Dans le livre rouge de sa dernière campagne électorale, le gouvernement déclarait ceci :
"Nous croyons que les possibilités offertes par l’Internet vont au delà du commerce et de la prestation de services aux Canadiens. Un accès élargi à l’Internet permettra également aux citoyens de participer au processus démocratique et de communiquer avec leur gouvernement et leurs députés, par voie électronique."
Un bon point de départ consisterait à rendre les consultations publiques plus ouvertes, plus transparentes et plus accessibles. Si cela encourageait plus de gens à participer, ce serait merveilleux. Si plus de gens en arrivaient simplement à considérer le système comme plus ouvert et plus accessible, cela aussi serait un bienfait et contribuerait à accroître la confiance dans nos institutions gouvernementales.
En conclusion :
- L’Internet est en train d’ouvrir rapidement le processus d’élaboration des politiques. Le gouvernement devrait encourager activement cette évolution. Il faudrait en même temps prendre soin de répondre à la question séculaire de savoir qui sont les lobbyistes et qui ils représentent légitimement.
- Les communautés électroniques favorisent des politiques judicieuses. Elles devraient avoir un point de vue ouvert, transparent et équilibré, en particulier lorsqu’elles sont formées sur l’initiative du gouvernement. Envisagez la création d’un site « Consultation Canada » comportant des possibilités de dialogue, mais aussi l’affichage de positions dans des domaines de politiques intégrés. Constituez des « groupes de consultation » sur permission et sur demande adressée à des serveurs de listes de courriel. Ouvrez le processus de lobbying en reconnaissant que, dans l’univers des communications électroniques, chaque citoyen peut être son propre lobbyiste.
- Assurez-vous que nos représentants élus se trouvent au centre de l’infrastructure de consultation, de dialogue et d’affichage de positions.
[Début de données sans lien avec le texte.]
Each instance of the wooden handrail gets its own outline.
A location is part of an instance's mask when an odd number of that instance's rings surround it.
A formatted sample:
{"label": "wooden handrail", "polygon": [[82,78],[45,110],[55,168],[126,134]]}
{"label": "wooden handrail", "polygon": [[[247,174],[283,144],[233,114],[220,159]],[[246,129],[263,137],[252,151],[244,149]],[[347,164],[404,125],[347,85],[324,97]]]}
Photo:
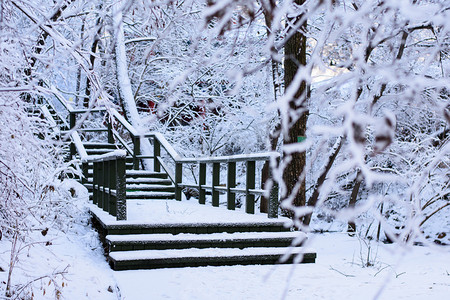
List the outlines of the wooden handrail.
{"label": "wooden handrail", "polygon": [[[57,99],[64,105],[64,101]],[[108,126],[108,132],[111,136],[114,136],[117,141],[119,141],[126,150],[116,150],[103,155],[88,155],[86,153],[86,149],[84,149],[84,145],[81,142],[81,138],[79,133],[75,130],[71,133],[72,143],[73,143],[73,152],[75,150],[81,156],[81,160],[83,162],[83,172],[87,177],[87,164],[93,163],[94,167],[94,178],[99,176],[97,180],[94,180],[96,183],[94,184],[94,193],[95,199],[103,199],[101,197],[106,197],[109,199],[110,197],[116,197],[117,199],[121,199],[120,201],[125,201],[126,198],[125,191],[118,192],[115,188],[112,188],[105,184],[103,181],[105,178],[111,175],[110,169],[115,168],[111,165],[111,161],[114,161],[117,164],[117,161],[125,161],[125,157],[130,154],[133,157],[134,168],[139,168],[139,160],[141,159],[153,159],[154,163],[154,171],[159,172],[161,168],[164,169],[165,173],[168,174],[169,179],[172,181],[175,187],[175,199],[181,200],[181,191],[185,187],[195,187],[199,190],[199,203],[205,203],[205,191],[210,190],[212,194],[212,204],[213,206],[219,206],[219,193],[225,192],[227,194],[227,207],[228,209],[235,209],[236,202],[236,194],[243,193],[245,194],[245,207],[247,213],[254,213],[255,206],[255,195],[263,195],[267,196],[270,194],[269,198],[269,217],[277,217],[278,214],[278,186],[273,184],[272,190],[263,191],[261,189],[256,188],[255,182],[255,171],[256,171],[256,162],[257,161],[273,161],[280,159],[280,154],[277,152],[265,152],[265,153],[251,153],[251,154],[241,154],[241,155],[229,155],[229,156],[210,156],[210,157],[182,157],[178,152],[173,148],[173,146],[167,141],[163,134],[159,132],[145,132],[139,133],[133,125],[131,125],[116,109],[114,108],[95,108],[95,109],[77,109],[74,110],[70,105],[64,106],[68,111],[71,118],[71,125],[74,126],[75,114],[79,113],[87,113],[87,112],[103,112],[106,111],[109,113],[110,117],[117,121],[122,128],[124,128],[130,134],[130,138],[134,143],[134,149],[128,146],[127,142],[118,134],[117,131],[113,131],[112,126]],[[109,139],[109,138],[108,138]],[[150,139],[153,141],[154,152],[153,156],[150,155],[141,155],[140,154],[140,140],[141,139]],[[110,141],[111,142],[111,141]],[[163,161],[163,156],[161,156],[161,148],[167,153],[168,157],[172,161],[175,167],[175,172],[171,172],[169,165],[167,165]],[[167,156],[166,156],[167,157]],[[244,188],[238,188],[236,185],[236,163],[245,163],[246,171],[246,179]],[[183,165],[186,164],[195,164],[199,167],[198,180],[196,184],[189,184],[183,182]],[[207,164],[212,165],[212,184],[206,185],[206,166]],[[225,169],[227,172],[227,181],[226,185],[222,186],[220,184],[220,169],[221,166],[226,165]],[[109,168],[105,173],[105,170],[102,168]],[[120,167],[122,168],[122,167]],[[98,170],[97,170],[98,169]],[[125,170],[125,169],[124,169]],[[123,172],[125,172],[123,170]],[[100,174],[100,175],[99,175]],[[124,173],[125,174],[125,173]],[[123,175],[125,176],[125,175]],[[125,183],[121,183],[121,186],[124,186]],[[102,186],[102,189],[99,187]],[[107,192],[105,192],[106,190]],[[100,196],[97,196],[100,195]],[[106,196],[105,196],[106,195]],[[100,197],[100,198],[99,198]],[[99,200],[98,200],[99,201]],[[108,202],[109,200],[102,200],[103,204]],[[105,202],[106,201],[106,202]],[[119,201],[119,202],[120,202]],[[109,202],[108,202],[109,203]],[[120,202],[122,203],[122,202]],[[123,204],[121,204],[123,206]],[[123,217],[123,213],[122,213]]]}

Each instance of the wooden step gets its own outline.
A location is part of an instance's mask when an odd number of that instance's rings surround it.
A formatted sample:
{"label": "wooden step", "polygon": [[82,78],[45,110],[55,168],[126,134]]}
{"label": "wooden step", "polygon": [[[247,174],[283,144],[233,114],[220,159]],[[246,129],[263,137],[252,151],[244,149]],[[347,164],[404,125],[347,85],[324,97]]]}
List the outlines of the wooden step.
{"label": "wooden step", "polygon": [[156,185],[171,185],[170,179],[164,178],[127,178],[127,185],[129,184],[156,184]]}
{"label": "wooden step", "polygon": [[127,187],[127,200],[133,199],[175,199],[175,193],[163,191],[133,191]]}
{"label": "wooden step", "polygon": [[117,251],[111,252],[108,259],[114,270],[136,270],[293,263],[295,257],[298,262],[314,263],[316,253],[302,247],[170,249]]}
{"label": "wooden step", "polygon": [[93,142],[84,142],[84,148],[86,149],[97,149],[97,148],[107,148],[107,149],[117,149],[117,145],[110,143],[93,143]]}
{"label": "wooden step", "polygon": [[152,191],[152,192],[170,192],[175,191],[173,185],[156,185],[156,184],[127,184],[128,191]]}
{"label": "wooden step", "polygon": [[128,178],[168,178],[166,173],[150,172],[145,170],[127,170],[126,175]]}
{"label": "wooden step", "polygon": [[156,233],[236,233],[236,232],[283,232],[290,231],[284,221],[267,221],[254,223],[170,223],[170,224],[142,224],[132,222],[114,222],[105,224],[97,214],[91,211],[95,226],[104,236],[123,234],[156,234]]}
{"label": "wooden step", "polygon": [[109,252],[187,248],[289,247],[306,239],[301,232],[238,232],[212,234],[129,234],[108,235]]}

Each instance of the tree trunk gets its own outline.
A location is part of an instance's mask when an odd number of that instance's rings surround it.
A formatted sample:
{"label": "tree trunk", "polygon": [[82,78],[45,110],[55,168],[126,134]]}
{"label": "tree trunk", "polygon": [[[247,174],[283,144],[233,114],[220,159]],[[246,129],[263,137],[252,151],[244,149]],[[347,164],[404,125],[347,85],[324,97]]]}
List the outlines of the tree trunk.
{"label": "tree trunk", "polygon": [[[297,5],[302,5],[305,0],[296,0],[295,3]],[[291,19],[290,24],[298,23],[302,15]],[[294,80],[297,71],[301,66],[306,65],[306,36],[304,34],[306,30],[306,20],[301,24],[298,30],[290,29],[288,31],[288,35],[290,31],[295,30],[295,33],[292,37],[286,42],[284,46],[285,51],[285,60],[284,60],[284,85],[285,91],[290,88],[291,83]],[[290,119],[289,124],[290,128],[288,130],[287,136],[284,137],[284,144],[293,144],[302,141],[305,138],[306,132],[306,121],[308,119],[308,110],[306,107],[306,100],[308,97],[308,87],[305,81],[302,81],[301,84],[296,88],[295,95],[292,99],[289,100],[289,109],[292,112],[300,113],[300,117],[298,119]],[[306,187],[304,178],[301,179],[301,175],[303,173],[303,169],[306,163],[306,153],[305,152],[296,152],[290,155],[291,160],[286,166],[283,173],[283,180],[286,184],[287,188],[287,196],[295,193],[295,197],[293,198],[294,206],[304,206],[306,204]],[[304,177],[304,176],[303,176]],[[302,180],[300,184],[300,188],[298,191],[294,191],[294,187],[297,185],[297,182]],[[289,216],[293,216],[292,212],[287,213]]]}

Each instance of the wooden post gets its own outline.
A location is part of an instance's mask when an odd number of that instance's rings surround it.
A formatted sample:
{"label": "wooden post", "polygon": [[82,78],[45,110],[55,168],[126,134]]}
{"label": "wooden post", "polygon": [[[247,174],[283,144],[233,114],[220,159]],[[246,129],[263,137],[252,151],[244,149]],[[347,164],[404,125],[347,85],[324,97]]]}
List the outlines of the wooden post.
{"label": "wooden post", "polygon": [[175,163],[175,200],[181,201],[181,187],[180,183],[183,180],[183,164]]}
{"label": "wooden post", "polygon": [[108,143],[114,144],[114,135],[112,133],[112,124],[111,121],[108,120]]}
{"label": "wooden post", "polygon": [[133,144],[134,144],[134,149],[133,149],[133,169],[139,170],[139,159],[137,158],[137,156],[141,152],[141,139],[140,139],[140,137],[133,136]]}
{"label": "wooden post", "polygon": [[255,195],[251,194],[249,190],[255,188],[255,168],[256,164],[254,160],[248,160],[246,184],[245,184],[245,212],[248,214],[255,213]]}
{"label": "wooden post", "polygon": [[228,162],[227,169],[227,208],[234,210],[236,208],[236,194],[231,191],[236,187],[236,162]]}
{"label": "wooden post", "polygon": [[[77,119],[76,114],[73,112],[69,112],[69,130],[74,129],[76,125]],[[73,142],[70,143],[70,159],[72,159],[77,152],[75,148],[75,144]]]}
{"label": "wooden post", "polygon": [[155,172],[161,171],[161,164],[159,163],[158,157],[161,156],[161,143],[156,138],[153,138],[153,170]]}
{"label": "wooden post", "polygon": [[108,211],[109,207],[109,197],[108,197],[108,193],[106,192],[106,189],[108,188],[108,161],[107,160],[103,160],[102,161],[103,164],[103,188],[102,188],[102,207],[104,211]]}
{"label": "wooden post", "polygon": [[116,204],[116,196],[113,196],[112,190],[116,190],[117,184],[116,184],[116,173],[117,173],[117,167],[116,167],[116,159],[111,159],[108,161],[109,165],[109,174],[108,174],[108,186],[109,186],[109,203],[108,203],[108,212],[112,216],[117,216],[117,204]]}
{"label": "wooden post", "polygon": [[81,184],[88,183],[88,177],[89,177],[89,164],[87,162],[81,163]]}
{"label": "wooden post", "polygon": [[94,162],[92,166],[92,202],[98,203],[98,162]]}
{"label": "wooden post", "polygon": [[125,157],[116,160],[116,220],[127,219],[127,189],[125,173]]}
{"label": "wooden post", "polygon": [[269,218],[278,218],[278,182],[272,179],[272,188],[269,196]]}
{"label": "wooden post", "polygon": [[74,129],[77,122],[76,114],[73,112],[69,112],[69,129]]}
{"label": "wooden post", "polygon": [[97,163],[97,206],[103,208],[103,162]]}
{"label": "wooden post", "polygon": [[212,178],[212,204],[219,206],[219,191],[216,187],[220,184],[220,163],[213,163],[213,178]]}
{"label": "wooden post", "polygon": [[202,185],[206,184],[206,163],[200,163],[198,166],[198,203],[205,204],[206,191]]}

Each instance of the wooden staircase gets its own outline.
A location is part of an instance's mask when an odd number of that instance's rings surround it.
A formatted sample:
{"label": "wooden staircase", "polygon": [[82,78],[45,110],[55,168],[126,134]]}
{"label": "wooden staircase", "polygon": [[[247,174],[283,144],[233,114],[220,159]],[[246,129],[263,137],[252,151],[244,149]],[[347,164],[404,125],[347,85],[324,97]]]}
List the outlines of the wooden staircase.
{"label": "wooden staircase", "polygon": [[316,259],[314,251],[301,247],[306,236],[290,231],[285,221],[136,224],[108,220],[109,216],[97,208],[91,212],[114,270],[278,264],[294,260],[314,263]]}
{"label": "wooden staircase", "polygon": [[[103,155],[118,148],[118,145],[112,143],[83,143],[88,155]],[[89,177],[85,186],[92,194],[93,189],[93,170],[92,164],[89,164]],[[172,181],[168,179],[167,173],[150,172],[145,170],[133,169],[133,158],[126,158],[126,187],[127,199],[173,199],[175,196]]]}
{"label": "wooden staircase", "polygon": [[[80,110],[71,110],[69,106],[63,105],[69,110],[69,122],[60,117],[53,106],[41,107],[42,114],[50,119],[60,132],[72,128],[75,124],[75,114],[80,113]],[[123,140],[121,143],[111,142],[114,140],[111,127],[108,127],[108,142],[81,141],[83,138],[80,138],[76,132],[77,135],[72,135],[71,143],[71,158],[79,158],[83,162],[81,168],[84,177],[81,181],[89,190],[91,199],[94,198],[93,201],[96,204],[91,206],[93,225],[99,232],[100,239],[104,244],[105,254],[114,270],[275,264],[292,263],[294,261],[296,263],[315,262],[316,253],[301,247],[306,236],[301,232],[291,231],[289,226],[285,226],[285,220],[265,219],[266,221],[252,222],[219,222],[218,220],[203,222],[198,220],[194,223],[183,223],[174,219],[173,222],[161,224],[151,222],[151,220],[148,222],[128,220],[126,202],[180,201],[183,186],[199,189],[200,204],[205,204],[205,190],[209,188],[213,206],[219,206],[219,191],[225,191],[229,214],[234,214],[232,211],[235,209],[234,195],[245,193],[246,212],[252,214],[254,213],[255,194],[261,195],[263,193],[262,190],[255,189],[255,161],[267,161],[269,156],[250,155],[246,157],[219,157],[210,160],[182,160],[166,141],[162,141],[158,135],[150,134],[144,136],[144,138],[153,139],[154,154],[152,159],[155,162],[154,169],[157,171],[143,170],[140,158],[142,155],[139,157],[136,154],[139,153],[140,142],[136,137],[135,130],[118,113],[115,114],[115,117],[129,131],[133,146],[127,145]],[[92,132],[93,130],[89,131]],[[83,134],[81,132],[80,135]],[[142,136],[139,138],[142,138]],[[116,140],[120,141],[121,138],[116,136]],[[164,171],[167,166],[164,166],[161,161],[161,145],[175,162],[175,173],[171,176]],[[134,147],[134,150],[132,147]],[[108,155],[114,154],[117,152],[116,150],[122,150],[121,153],[126,153],[126,156],[123,156],[125,163],[123,165],[122,162],[121,167],[123,170],[121,174],[123,175],[117,175],[117,178],[122,176],[123,179],[121,179],[121,184],[117,181],[113,185],[105,185],[102,180],[115,181],[114,176],[110,176],[109,173],[110,170],[118,169],[119,163],[118,160],[117,164],[115,161],[111,161]],[[89,159],[86,159],[86,157]],[[117,159],[120,159],[120,157]],[[247,175],[245,189],[236,187],[236,163],[241,162],[245,163],[250,174],[253,173],[253,176]],[[94,171],[93,163],[97,163],[95,170],[97,168],[107,169],[104,169],[103,173],[100,172],[101,174],[98,175],[99,171]],[[194,186],[183,184],[181,174],[183,163],[198,164],[198,182],[200,184]],[[204,179],[207,163],[212,164],[212,186],[206,186]],[[103,167],[99,167],[99,164]],[[228,167],[227,187],[220,186],[220,164],[226,164]],[[98,176],[108,178],[101,179],[101,181],[96,179],[97,181],[95,181],[93,179],[95,177],[94,172],[97,172],[96,178]],[[126,191],[123,191],[122,194],[119,192],[119,185],[125,186]],[[97,196],[94,195],[94,192],[97,193]],[[101,196],[98,196],[98,194],[101,194]],[[124,194],[126,194],[125,198],[123,198]],[[277,194],[274,195],[277,205],[278,196]],[[119,199],[120,197],[122,198]],[[270,197],[272,199],[272,194]],[[110,209],[111,205],[115,206],[114,212]],[[276,217],[278,208],[273,204],[270,205],[272,205],[272,208],[269,208],[269,217]],[[119,206],[122,209],[120,218]],[[117,209],[117,212],[115,209]],[[117,218],[114,217],[116,215]]]}

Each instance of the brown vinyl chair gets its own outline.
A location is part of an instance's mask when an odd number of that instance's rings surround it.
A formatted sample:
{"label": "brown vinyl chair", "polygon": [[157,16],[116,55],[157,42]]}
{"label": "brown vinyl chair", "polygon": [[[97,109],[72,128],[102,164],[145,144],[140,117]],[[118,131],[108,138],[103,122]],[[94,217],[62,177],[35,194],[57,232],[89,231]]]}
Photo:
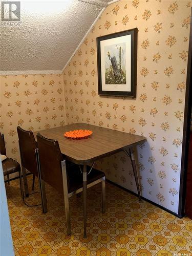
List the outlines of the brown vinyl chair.
{"label": "brown vinyl chair", "polygon": [[[6,156],[6,148],[5,147],[4,136],[4,135],[1,134],[1,133],[0,153],[1,155]],[[4,176],[7,176],[9,185],[10,184],[9,175],[15,173],[18,173],[20,181],[20,193],[22,194],[22,197],[23,197],[22,180],[20,164],[18,163],[18,162],[15,161],[12,158],[7,157],[7,158],[2,161],[2,166]]]}
{"label": "brown vinyl chair", "polygon": [[[69,198],[82,191],[82,174],[78,165],[71,165],[66,161],[57,140],[37,135],[38,149],[36,150],[39,183],[42,180],[64,196],[67,234],[71,233]],[[102,184],[102,209],[105,208],[105,177],[102,172],[92,168],[88,175],[87,187],[99,182]],[[40,185],[41,186],[41,185]],[[47,211],[45,186],[42,188],[43,212]]]}
{"label": "brown vinyl chair", "polygon": [[29,196],[29,189],[26,177],[26,169],[33,174],[32,190],[34,189],[35,176],[38,177],[38,172],[35,156],[35,149],[37,147],[33,133],[30,131],[17,127],[19,145],[22,169],[24,178],[26,197]]}

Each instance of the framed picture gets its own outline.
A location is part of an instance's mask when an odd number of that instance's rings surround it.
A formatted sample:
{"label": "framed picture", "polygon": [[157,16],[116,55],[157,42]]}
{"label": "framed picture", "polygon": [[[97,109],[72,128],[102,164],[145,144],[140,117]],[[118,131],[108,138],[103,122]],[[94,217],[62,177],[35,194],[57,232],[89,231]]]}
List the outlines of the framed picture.
{"label": "framed picture", "polygon": [[99,95],[136,97],[137,29],[97,38]]}

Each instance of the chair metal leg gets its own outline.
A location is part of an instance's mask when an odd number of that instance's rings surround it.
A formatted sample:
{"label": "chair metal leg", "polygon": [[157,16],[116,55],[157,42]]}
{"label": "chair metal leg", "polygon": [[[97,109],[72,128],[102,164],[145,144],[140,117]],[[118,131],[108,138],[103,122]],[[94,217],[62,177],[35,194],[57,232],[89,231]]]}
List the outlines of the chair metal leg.
{"label": "chair metal leg", "polygon": [[104,214],[106,210],[106,197],[105,197],[105,177],[104,177],[102,181],[102,212]]}
{"label": "chair metal leg", "polygon": [[18,174],[19,175],[20,194],[22,195],[22,198],[24,198],[24,191],[23,190],[23,184],[22,184],[22,172],[20,170],[18,172]]}
{"label": "chair metal leg", "polygon": [[132,147],[131,147],[130,148],[130,153],[131,160],[132,166],[133,166],[133,173],[134,174],[135,182],[136,183],[136,186],[137,186],[137,192],[138,192],[138,195],[139,195],[139,201],[141,201],[141,194],[140,194],[140,189],[139,189],[139,179],[138,179],[138,176],[137,175],[137,166],[136,166],[136,164],[135,163],[134,155],[133,154],[133,150]]}
{"label": "chair metal leg", "polygon": [[10,185],[10,181],[9,181],[9,174],[8,174],[7,175],[7,181],[8,182],[8,184]]}
{"label": "chair metal leg", "polygon": [[46,214],[46,212],[47,212],[47,201],[46,195],[46,189],[45,186],[45,181],[41,179],[39,156],[38,148],[36,148],[35,150],[35,155],[36,155],[36,160],[37,162],[39,189],[40,189],[41,199],[42,213]]}
{"label": "chair metal leg", "polygon": [[27,183],[27,179],[26,176],[26,169],[24,167],[22,167],[23,177],[24,178],[24,189],[26,197],[29,197],[28,184]]}
{"label": "chair metal leg", "polygon": [[34,190],[34,186],[35,185],[35,175],[34,174],[33,174],[32,190]]}
{"label": "chair metal leg", "polygon": [[88,180],[88,174],[87,172],[87,165],[83,164],[83,225],[84,225],[84,238],[87,238],[87,185]]}
{"label": "chair metal leg", "polygon": [[67,178],[66,173],[66,161],[61,161],[62,183],[63,188],[63,195],[65,202],[65,208],[66,210],[66,224],[67,224],[67,233],[69,235],[71,234],[71,227],[70,221],[70,212],[69,210],[69,197],[68,197],[68,188],[67,184]]}

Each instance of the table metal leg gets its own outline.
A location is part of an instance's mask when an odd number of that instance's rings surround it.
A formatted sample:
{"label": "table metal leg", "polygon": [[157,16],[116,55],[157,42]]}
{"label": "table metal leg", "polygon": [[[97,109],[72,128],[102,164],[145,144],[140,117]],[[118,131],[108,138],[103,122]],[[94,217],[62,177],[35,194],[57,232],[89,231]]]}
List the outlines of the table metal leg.
{"label": "table metal leg", "polygon": [[24,166],[22,166],[22,169],[23,177],[24,179],[25,194],[26,197],[29,197],[29,189],[28,189],[28,185],[27,184],[26,169]]}
{"label": "table metal leg", "polygon": [[35,185],[35,175],[34,174],[33,174],[32,190],[34,190],[34,186]]}
{"label": "table metal leg", "polygon": [[87,165],[83,165],[83,225],[84,225],[84,238],[87,238],[86,224],[87,224]]}
{"label": "table metal leg", "polygon": [[133,173],[134,174],[135,182],[136,183],[136,186],[137,186],[137,192],[138,192],[138,195],[139,195],[139,201],[141,201],[141,194],[140,194],[140,189],[139,189],[139,179],[138,179],[138,176],[137,172],[137,166],[136,166],[136,164],[135,163],[134,154],[133,154],[133,150],[132,147],[131,147],[130,148],[130,152],[131,160],[132,161],[132,166],[133,166]]}
{"label": "table metal leg", "polygon": [[141,201],[141,194],[140,194],[140,189],[139,189],[139,179],[138,179],[138,176],[137,175],[137,166],[136,166],[136,164],[135,163],[135,157],[134,157],[134,154],[133,154],[133,148],[131,147],[130,148],[130,154],[127,152],[127,151],[126,150],[124,150],[124,152],[126,154],[126,155],[129,157],[130,157],[130,158],[131,158],[131,160],[132,164],[132,167],[133,167],[133,173],[134,174],[135,180],[135,182],[136,183],[136,186],[137,186],[137,192],[138,192],[138,195],[139,195],[139,201]]}

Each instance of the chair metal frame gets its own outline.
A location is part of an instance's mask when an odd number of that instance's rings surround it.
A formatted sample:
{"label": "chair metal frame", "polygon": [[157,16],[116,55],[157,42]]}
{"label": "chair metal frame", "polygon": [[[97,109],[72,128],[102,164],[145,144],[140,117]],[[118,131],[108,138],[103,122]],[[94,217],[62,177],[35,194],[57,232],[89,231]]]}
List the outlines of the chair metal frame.
{"label": "chair metal frame", "polygon": [[[39,186],[40,188],[40,191],[41,193],[42,212],[43,213],[45,214],[47,212],[47,199],[46,196],[45,181],[41,179],[41,173],[40,169],[40,163],[38,148],[36,148],[35,150],[35,154],[37,160],[37,170],[38,174]],[[71,192],[70,193],[68,193],[66,160],[63,160],[61,161],[61,166],[62,170],[64,203],[65,203],[65,208],[66,218],[67,233],[68,235],[70,235],[71,234],[71,221],[70,221],[70,212],[69,209],[69,199],[74,195],[75,194],[77,195],[82,192],[83,191],[83,188],[82,187],[81,187],[78,189],[77,189],[76,190]],[[89,188],[89,187],[91,187],[100,182],[102,182],[102,212],[104,213],[105,211],[105,209],[106,209],[105,177],[103,177],[102,178],[101,178],[100,179],[99,179],[88,184],[87,188]]]}

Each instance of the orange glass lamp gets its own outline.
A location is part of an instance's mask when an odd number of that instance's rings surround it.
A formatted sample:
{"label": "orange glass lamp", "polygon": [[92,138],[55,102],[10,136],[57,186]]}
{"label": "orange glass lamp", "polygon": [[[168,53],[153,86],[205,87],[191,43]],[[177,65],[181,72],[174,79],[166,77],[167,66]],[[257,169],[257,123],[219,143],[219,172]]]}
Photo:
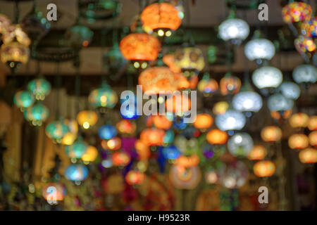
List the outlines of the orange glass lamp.
{"label": "orange glass lamp", "polygon": [[292,127],[306,127],[308,125],[309,117],[306,113],[295,113],[290,118],[290,124]]}
{"label": "orange glass lamp", "polygon": [[121,139],[118,136],[114,136],[109,140],[102,140],[101,145],[104,150],[118,150],[121,148]]}
{"label": "orange glass lamp", "polygon": [[309,118],[308,128],[311,131],[317,131],[317,115],[313,115]]}
{"label": "orange glass lamp", "polygon": [[258,145],[254,146],[249,151],[248,159],[250,160],[261,160],[266,155],[266,149],[264,146]]}
{"label": "orange glass lamp", "polygon": [[77,121],[82,128],[87,129],[94,126],[98,120],[98,115],[94,111],[83,110],[77,115]]}
{"label": "orange glass lamp", "polygon": [[173,120],[168,120],[165,115],[154,115],[153,124],[156,128],[167,130],[173,124]]}
{"label": "orange glass lamp", "polygon": [[240,90],[241,80],[237,77],[227,74],[220,79],[219,84],[222,95],[235,94]]}
{"label": "orange glass lamp", "polygon": [[155,60],[161,51],[161,44],[155,37],[145,33],[132,33],[120,42],[123,57],[132,62],[135,68],[145,69],[149,61]]}
{"label": "orange glass lamp", "polygon": [[286,120],[290,118],[291,115],[292,115],[292,110],[284,111],[282,115],[281,115],[280,113],[278,111],[271,112],[271,116],[272,117],[272,118],[276,120],[279,120],[280,119]]}
{"label": "orange glass lamp", "polygon": [[227,142],[228,139],[227,132],[218,129],[210,130],[206,136],[207,141],[213,145],[223,145]]}
{"label": "orange glass lamp", "polygon": [[271,161],[260,161],[254,164],[253,170],[256,176],[271,176],[275,172],[275,165]]}
{"label": "orange glass lamp", "polygon": [[94,162],[98,156],[98,150],[96,147],[89,146],[86,153],[82,155],[82,160],[84,162]]}
{"label": "orange glass lamp", "polygon": [[177,160],[175,164],[185,168],[192,167],[198,165],[199,163],[199,158],[197,155],[192,155],[189,156],[181,155]]}
{"label": "orange glass lamp", "polygon": [[165,106],[168,112],[182,115],[184,112],[190,110],[191,101],[182,94],[173,95],[166,100]]}
{"label": "orange glass lamp", "polygon": [[125,167],[131,161],[130,155],[123,151],[116,152],[111,155],[112,163],[115,166]]}
{"label": "orange glass lamp", "polygon": [[278,141],[282,138],[282,130],[276,126],[268,126],[262,129],[261,137],[266,142]]}
{"label": "orange glass lamp", "polygon": [[299,152],[299,158],[302,163],[316,163],[317,150],[313,148],[303,149]]}
{"label": "orange glass lamp", "polygon": [[311,146],[316,147],[317,146],[317,131],[312,131],[309,135],[309,144]]}
{"label": "orange glass lamp", "polygon": [[288,146],[292,149],[303,149],[308,147],[309,143],[309,138],[303,134],[295,134],[288,139]]}
{"label": "orange glass lamp", "polygon": [[139,139],[141,141],[149,146],[161,146],[164,136],[165,131],[163,129],[147,128],[141,132]]}
{"label": "orange glass lamp", "polygon": [[142,184],[144,182],[145,174],[137,170],[130,170],[125,175],[125,181],[130,185]]}
{"label": "orange glass lamp", "polygon": [[147,94],[172,93],[178,89],[178,78],[168,67],[156,66],[141,72],[139,84]]}
{"label": "orange glass lamp", "polygon": [[229,104],[226,101],[219,101],[213,108],[214,115],[224,114],[229,108]]}
{"label": "orange glass lamp", "polygon": [[194,122],[194,127],[201,130],[206,130],[213,123],[213,117],[207,113],[198,114]]}
{"label": "orange glass lamp", "polygon": [[175,63],[175,56],[173,54],[167,54],[163,56],[163,63],[170,68],[170,70],[175,73],[180,73],[182,70]]}
{"label": "orange glass lamp", "polygon": [[154,3],[146,7],[141,13],[143,29],[158,37],[170,37],[182,23],[178,9],[167,2]]}
{"label": "orange glass lamp", "polygon": [[141,140],[137,140],[137,141],[135,141],[135,147],[137,155],[139,155],[139,160],[145,160],[150,157],[151,151],[147,143],[144,143]]}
*Si l’Internet accroîtra l’accès au débat sur les politiques publiques, ce sera aux dépens des législateurs, qui sont déjà la cible de « mortadelle politique ». La situation ne fera qu’empirer. Selon un article de journal récent, le bureau d’un sénateur américain moyen reçoit 55 000 messages électroniques par mois, et celui d’un membre de la Chambre, 8 000. Cela impose un fardeau énormément lourd à leur personnel. Les tendances cyber-politiques au Canada semblent être en retard d’une ou deux années sur celles des États-Unis, mais l’avalanche viendra. La gestion du courriel deviendra un problème réel et une corvée pour les députés.